Enquanto pelejamos - uma peleja que durará até à morte - não excluas a possibilidade de que se levantem, violentos, os inimigos de fora e de dentro. E, como se fosse pequeno o lastro, às vezes, acumular-se-ão na tua mente os erros cometidos, talvez abundantes. Em nome de Deus te digo: não desesperes. Quando isso suceder - não tem necessariamente que suceder, nem será o habitual - converte essa ocasião num motivo para te unires mais com o Senhor; porque Ele, que te escolheu como filho, não te abandonará. Permite a prova, para que ames mais e descubras com mais clareza a sua contínua protecção, o seu Amor (...).

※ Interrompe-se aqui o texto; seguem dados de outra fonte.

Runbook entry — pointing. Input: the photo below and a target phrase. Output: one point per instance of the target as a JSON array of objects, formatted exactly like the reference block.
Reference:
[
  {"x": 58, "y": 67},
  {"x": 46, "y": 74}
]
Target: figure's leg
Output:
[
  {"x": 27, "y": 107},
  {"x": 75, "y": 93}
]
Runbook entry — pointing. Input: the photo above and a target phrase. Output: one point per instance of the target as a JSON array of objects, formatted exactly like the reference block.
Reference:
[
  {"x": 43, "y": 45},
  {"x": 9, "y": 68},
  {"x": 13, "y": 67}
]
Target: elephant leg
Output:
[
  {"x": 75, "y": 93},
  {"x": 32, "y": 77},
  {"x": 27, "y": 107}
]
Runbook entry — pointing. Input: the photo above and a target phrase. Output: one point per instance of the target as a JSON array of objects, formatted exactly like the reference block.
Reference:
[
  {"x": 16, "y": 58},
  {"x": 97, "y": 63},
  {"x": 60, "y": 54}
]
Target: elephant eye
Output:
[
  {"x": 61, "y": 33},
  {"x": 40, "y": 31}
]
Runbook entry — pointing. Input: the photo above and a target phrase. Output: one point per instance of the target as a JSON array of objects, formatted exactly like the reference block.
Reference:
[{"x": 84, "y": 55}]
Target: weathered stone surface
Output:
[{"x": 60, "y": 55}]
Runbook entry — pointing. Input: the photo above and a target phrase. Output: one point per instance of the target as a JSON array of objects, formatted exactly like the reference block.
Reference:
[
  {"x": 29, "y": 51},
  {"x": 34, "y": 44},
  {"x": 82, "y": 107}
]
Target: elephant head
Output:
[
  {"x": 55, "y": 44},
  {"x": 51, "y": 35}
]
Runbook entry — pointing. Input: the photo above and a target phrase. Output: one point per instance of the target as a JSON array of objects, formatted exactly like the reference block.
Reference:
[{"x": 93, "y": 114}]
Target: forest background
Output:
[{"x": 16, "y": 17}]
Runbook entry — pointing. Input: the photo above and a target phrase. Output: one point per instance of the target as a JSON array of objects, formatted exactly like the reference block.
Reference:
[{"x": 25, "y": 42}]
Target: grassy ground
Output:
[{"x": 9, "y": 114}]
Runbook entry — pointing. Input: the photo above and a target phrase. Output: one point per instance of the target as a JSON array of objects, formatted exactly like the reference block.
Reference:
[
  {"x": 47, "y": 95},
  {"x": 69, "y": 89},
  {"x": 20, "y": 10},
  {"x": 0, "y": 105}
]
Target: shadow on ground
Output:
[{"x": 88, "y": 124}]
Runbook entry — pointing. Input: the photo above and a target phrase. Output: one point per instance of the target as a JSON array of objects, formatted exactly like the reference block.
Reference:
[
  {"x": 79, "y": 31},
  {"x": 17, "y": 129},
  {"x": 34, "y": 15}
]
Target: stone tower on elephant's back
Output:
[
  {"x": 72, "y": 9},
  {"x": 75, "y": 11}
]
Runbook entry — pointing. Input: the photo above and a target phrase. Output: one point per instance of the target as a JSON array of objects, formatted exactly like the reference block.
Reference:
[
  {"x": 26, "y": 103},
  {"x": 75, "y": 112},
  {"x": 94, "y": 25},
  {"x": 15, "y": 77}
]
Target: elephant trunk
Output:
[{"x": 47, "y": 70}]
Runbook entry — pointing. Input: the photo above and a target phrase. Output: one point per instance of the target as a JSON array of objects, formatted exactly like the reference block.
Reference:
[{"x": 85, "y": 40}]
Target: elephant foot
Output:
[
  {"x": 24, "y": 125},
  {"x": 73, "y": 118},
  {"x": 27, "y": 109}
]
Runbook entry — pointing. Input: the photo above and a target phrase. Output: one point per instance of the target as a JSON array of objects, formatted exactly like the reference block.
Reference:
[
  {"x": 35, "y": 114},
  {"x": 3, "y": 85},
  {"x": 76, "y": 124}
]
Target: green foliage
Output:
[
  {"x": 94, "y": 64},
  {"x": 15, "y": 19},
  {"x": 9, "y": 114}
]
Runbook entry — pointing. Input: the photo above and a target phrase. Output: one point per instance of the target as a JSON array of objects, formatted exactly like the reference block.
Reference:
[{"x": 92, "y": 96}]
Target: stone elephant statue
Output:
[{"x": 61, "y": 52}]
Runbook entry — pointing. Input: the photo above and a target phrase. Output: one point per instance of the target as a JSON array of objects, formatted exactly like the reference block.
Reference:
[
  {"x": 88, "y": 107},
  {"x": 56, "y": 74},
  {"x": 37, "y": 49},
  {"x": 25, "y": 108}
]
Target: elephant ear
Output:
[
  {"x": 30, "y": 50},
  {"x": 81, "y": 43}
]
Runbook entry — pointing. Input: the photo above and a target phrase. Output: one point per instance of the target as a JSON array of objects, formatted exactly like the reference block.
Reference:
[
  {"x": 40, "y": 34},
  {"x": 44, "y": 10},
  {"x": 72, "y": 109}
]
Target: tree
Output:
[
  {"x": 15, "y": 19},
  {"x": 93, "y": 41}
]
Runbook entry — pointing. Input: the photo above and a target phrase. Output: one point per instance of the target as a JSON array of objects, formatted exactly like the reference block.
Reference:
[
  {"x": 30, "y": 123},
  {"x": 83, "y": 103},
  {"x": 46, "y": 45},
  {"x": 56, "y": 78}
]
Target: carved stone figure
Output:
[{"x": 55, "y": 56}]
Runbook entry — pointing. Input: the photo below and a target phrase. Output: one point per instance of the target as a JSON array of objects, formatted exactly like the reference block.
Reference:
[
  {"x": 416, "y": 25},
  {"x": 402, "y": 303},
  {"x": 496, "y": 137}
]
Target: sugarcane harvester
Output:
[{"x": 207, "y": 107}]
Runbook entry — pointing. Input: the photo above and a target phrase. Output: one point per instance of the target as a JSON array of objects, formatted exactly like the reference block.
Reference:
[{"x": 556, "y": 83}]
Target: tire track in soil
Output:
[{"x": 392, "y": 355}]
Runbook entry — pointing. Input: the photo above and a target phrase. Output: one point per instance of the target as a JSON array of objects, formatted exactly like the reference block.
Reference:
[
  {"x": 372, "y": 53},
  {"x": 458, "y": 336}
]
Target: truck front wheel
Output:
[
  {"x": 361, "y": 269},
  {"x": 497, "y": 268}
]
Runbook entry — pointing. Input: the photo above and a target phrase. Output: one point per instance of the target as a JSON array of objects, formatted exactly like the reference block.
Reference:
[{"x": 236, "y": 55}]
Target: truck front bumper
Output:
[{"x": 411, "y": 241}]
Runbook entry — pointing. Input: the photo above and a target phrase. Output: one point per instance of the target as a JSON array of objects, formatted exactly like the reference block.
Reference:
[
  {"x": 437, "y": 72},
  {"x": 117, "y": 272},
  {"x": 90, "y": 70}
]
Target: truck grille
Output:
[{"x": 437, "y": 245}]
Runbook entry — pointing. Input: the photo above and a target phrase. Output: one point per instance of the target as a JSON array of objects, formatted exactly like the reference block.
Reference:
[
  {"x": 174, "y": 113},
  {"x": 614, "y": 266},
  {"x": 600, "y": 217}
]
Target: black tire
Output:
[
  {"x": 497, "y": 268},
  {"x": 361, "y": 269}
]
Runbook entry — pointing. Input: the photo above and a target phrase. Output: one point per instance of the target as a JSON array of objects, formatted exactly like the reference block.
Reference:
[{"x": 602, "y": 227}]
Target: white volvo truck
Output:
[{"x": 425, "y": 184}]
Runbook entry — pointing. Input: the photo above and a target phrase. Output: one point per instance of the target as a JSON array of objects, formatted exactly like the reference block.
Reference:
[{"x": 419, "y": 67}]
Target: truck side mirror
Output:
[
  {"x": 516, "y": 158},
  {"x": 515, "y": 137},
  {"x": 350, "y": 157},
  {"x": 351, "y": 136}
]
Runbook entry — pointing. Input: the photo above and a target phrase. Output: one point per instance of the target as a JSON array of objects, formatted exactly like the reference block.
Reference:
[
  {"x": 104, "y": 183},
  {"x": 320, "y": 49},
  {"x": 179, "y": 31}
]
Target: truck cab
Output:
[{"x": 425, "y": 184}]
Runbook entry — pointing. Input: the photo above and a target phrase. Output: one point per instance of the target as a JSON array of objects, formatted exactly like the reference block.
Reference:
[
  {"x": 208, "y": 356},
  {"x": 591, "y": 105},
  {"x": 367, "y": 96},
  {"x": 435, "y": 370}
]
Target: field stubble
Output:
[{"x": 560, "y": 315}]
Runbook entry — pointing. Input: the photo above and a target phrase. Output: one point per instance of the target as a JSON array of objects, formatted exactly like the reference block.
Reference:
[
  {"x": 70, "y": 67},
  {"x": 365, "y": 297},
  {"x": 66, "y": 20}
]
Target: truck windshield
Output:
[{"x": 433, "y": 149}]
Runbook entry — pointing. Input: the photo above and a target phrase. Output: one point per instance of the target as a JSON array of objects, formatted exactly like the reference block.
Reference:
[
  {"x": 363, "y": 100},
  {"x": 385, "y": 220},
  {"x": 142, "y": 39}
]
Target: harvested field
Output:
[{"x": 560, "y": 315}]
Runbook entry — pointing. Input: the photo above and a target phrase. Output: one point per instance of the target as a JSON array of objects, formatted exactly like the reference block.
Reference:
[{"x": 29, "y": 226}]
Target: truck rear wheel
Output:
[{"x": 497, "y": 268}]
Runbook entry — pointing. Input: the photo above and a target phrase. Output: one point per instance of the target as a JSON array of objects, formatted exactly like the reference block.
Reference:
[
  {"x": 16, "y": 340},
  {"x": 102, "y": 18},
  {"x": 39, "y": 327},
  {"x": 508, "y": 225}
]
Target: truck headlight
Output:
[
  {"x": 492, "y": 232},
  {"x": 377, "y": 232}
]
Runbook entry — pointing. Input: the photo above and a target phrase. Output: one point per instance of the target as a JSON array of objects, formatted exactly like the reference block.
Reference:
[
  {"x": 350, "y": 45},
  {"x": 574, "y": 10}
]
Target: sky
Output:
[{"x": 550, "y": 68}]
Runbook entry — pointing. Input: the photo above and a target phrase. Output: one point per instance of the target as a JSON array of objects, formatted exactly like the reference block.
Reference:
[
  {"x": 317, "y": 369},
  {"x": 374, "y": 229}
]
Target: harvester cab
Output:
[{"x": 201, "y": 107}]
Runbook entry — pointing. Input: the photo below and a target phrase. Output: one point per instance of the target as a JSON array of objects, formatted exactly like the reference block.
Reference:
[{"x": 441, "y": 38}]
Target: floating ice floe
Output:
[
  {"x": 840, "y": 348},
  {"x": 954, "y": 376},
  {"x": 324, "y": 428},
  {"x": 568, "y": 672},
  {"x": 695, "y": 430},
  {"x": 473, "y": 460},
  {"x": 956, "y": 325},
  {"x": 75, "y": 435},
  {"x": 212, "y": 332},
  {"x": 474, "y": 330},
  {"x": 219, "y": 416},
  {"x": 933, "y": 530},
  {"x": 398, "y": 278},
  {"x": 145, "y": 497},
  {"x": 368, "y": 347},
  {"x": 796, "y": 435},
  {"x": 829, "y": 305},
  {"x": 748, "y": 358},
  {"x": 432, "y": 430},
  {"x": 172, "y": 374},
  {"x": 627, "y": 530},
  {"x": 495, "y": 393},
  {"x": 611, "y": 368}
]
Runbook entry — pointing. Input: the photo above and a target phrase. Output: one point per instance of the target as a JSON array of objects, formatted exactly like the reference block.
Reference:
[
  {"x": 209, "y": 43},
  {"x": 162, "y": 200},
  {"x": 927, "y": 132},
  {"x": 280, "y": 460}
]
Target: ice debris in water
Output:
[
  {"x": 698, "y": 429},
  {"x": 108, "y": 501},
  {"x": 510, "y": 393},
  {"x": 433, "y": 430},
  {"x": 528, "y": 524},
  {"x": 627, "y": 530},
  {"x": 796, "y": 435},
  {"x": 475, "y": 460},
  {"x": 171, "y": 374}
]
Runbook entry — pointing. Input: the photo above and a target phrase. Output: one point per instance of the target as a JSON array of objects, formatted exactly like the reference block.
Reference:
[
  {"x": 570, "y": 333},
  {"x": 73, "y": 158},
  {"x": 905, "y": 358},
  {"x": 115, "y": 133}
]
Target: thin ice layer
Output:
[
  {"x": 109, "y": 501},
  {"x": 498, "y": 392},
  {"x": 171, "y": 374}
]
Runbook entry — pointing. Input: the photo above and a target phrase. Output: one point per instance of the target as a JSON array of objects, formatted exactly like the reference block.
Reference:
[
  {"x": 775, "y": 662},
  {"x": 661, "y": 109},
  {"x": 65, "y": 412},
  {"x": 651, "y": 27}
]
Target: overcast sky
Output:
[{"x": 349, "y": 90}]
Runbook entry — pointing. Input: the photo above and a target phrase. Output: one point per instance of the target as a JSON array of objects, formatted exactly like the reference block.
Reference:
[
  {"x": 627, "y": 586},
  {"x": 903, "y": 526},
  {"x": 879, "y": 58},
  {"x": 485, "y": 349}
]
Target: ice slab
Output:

Para a frente, aconteça o que acontecer! Bem agarrado ao braço do Senhor, considera que Deus não perde batalhas. Se, por qualquer motivo, te afastas d'Ele, reage com a humildade de começar e de recomeçar; de fazer de filho pródigo todos os dias, inclusive repetidamente nas vinte e quatro horas do dia; de reconciliar o teu coração contrito na Confissão, verdadeiro milagre do Amor de Deus. Neste Sacramento maravilhoso, o Senhor limpa a tua alma e inunda-te de alegria e de força para não desanimares na tua luta e para voltares de novo sem cansaço a Deus, mesmo quando tudo te pareça obscuro. Além disso, a Mãe de Deus, que é também nossa Mãe, protege-te com a sua solicitude maternal e dá-te confiança no teu caminhar. Amigos de Deus, nº 214.

Os evangelistas não narram se S. João permaneceu na casa de Caifás ou saiu atrás de S. Pedro, nem sequer sabemos onde cada um se dirigiu depois. Mas a S. João encontramo-lo mais tarde ao pé da Cruz, junto a Nossa Senhora: antes, só, não podias... - Agora, recorreste à Senhora, e, com Ela, que fácil! Caminho, nº. 513.